Post-pandemic business planning: Choosing the right datacentre partner

In this guest post, Darren Watkins, managing director of colocation provider Virtus Data Centres shares his top tips on what enterprises should be looking for in a datacentre partner.

Those of us working in technology have long understood that datacentres are the backbone of the digital economy. However, the Covid-19 coronavirus pandemic thrust the industry into the public eye far more than ever before.

Over the course of 2020 and into 2021, datacentres were recognised for their crucial service provision in maintaining communication and knowledge in the face of an unforeseen and particularly challenging period.

This universal reliance on digital technology has catapulted datacentres to the top of many boardroom agendas. Organisations have realised that they cannot take any risks with their datacentre strategies and have set about the task of finding the best-in-class operators with whom they should entrust this critical requirement.

But, with so much choice on the market, together with plenty of eye-catching new builds, this can make the selection process tricky. So how do companies go about selecting a reliable datacentre partner? And how can they make sure that the provider is able to serve their needs not just now, but for the long-term?

The growing demand for datacentre capacity

Since the pandemic started, remote working, increased use of web-based applications, and online shopping have all contributed to much higher internet traffic than ever before. It’s perhaps no surprise then that the principal concern for IT departments right now is how to deploy robust capacity management strategies to proactively meet their current and future needs.

Selecting a datacentre partner that can provide enough capacity for the digital world and its demands, and is able to adapt and flex to their customers’ constantly changing needs, is an important decision. Enterprises need to see beyond the marketing messages, media headlines and innovation promises.

One way to look deeper is to delve into the provider’s track record; has the provider got solid, proven and relevant experience in delivering consistency in product and service? Experienced datacentre providers are in the position to take the learnings of every design, build and operational management to develop best practice and new strategies, to deliver trusted and best-in-class service.

A commitment to sustainability

We cannot get away from the fact the datacentre industry is power-intensive. Today, datacentres generate two per cent of the world’s 50bn metric tonnes of greenhouse gasses every year, and to reduce their impact, the EU Commission recently set a “green deadline”, noting that the industry “should become climate neutral by 2030.”

The good news is that a close look reveals that there’s plenty of great work already being carried out on this front. Many forward-looking providers are moving away from fossil fuels and harnessing renewable energy. Others are committing to using 100% zero-carbon power – benefiting from increased sustainability, reliability and cost effectiveness.

Power-hungry elements like cooling are fast evolving too, with the most innovative operators deploying techniques such as indirect adiabatic cooling for some time, which provide the cooling functionality datacentres need, but with very low energy use.

However, in assessing providers’ sustainability promises, experience is once again crucial. The most experienced providers are committed to delivering a “cradle to grave” sustainability strategy, where environmental ambitions are built into every step of data centre construction and operational management.

Experience really shows its value when things go wrong.

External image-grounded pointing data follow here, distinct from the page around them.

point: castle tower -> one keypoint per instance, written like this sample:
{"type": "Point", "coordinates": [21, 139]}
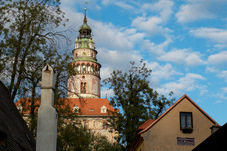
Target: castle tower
{"type": "Point", "coordinates": [85, 82]}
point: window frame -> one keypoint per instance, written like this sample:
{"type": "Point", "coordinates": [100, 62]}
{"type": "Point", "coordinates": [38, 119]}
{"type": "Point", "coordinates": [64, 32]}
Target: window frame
{"type": "Point", "coordinates": [186, 129]}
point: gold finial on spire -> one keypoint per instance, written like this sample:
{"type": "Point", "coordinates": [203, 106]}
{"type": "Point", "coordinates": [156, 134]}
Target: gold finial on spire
{"type": "Point", "coordinates": [85, 17]}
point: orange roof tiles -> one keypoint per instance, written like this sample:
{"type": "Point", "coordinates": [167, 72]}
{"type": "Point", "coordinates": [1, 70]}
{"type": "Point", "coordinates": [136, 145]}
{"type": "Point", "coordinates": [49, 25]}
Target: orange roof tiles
{"type": "Point", "coordinates": [145, 125]}
{"type": "Point", "coordinates": [148, 126]}
{"type": "Point", "coordinates": [88, 106]}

It will be the monitoring, reacting and operating procedures – evolved over years of learnings – that ensure customer experience is not negatively impacted when disasters strike.

When looking to the future, as with most sectors, the datacentre industry is fast-evolving. For the most savvy datacentre providers, every aspect of their solutions is continually being considered – from cooling systems, to security, to monitoring. Datacentres are the sum of many parts and each supporting industry must constantly use their knowledge and experience to innovate and improve.

There has never been a more critical time for datacentre providers – as the world relies on their services to keep up and running. However, as the saying goes, ‘with great power comes great responsibility’ and there has never been this level of scrutiny and pressure to deliver as there is right now.

As we move through an extended period of post-pandemic uncertainty, the relationship between customers and their datacentre partner is crucial. And, we believe that the providers who have a proven track record, and plenty of experience of dealing with unexpected or challenging situations, are best placed to succeed. In the world of datacentres – experience matters – now more than ever.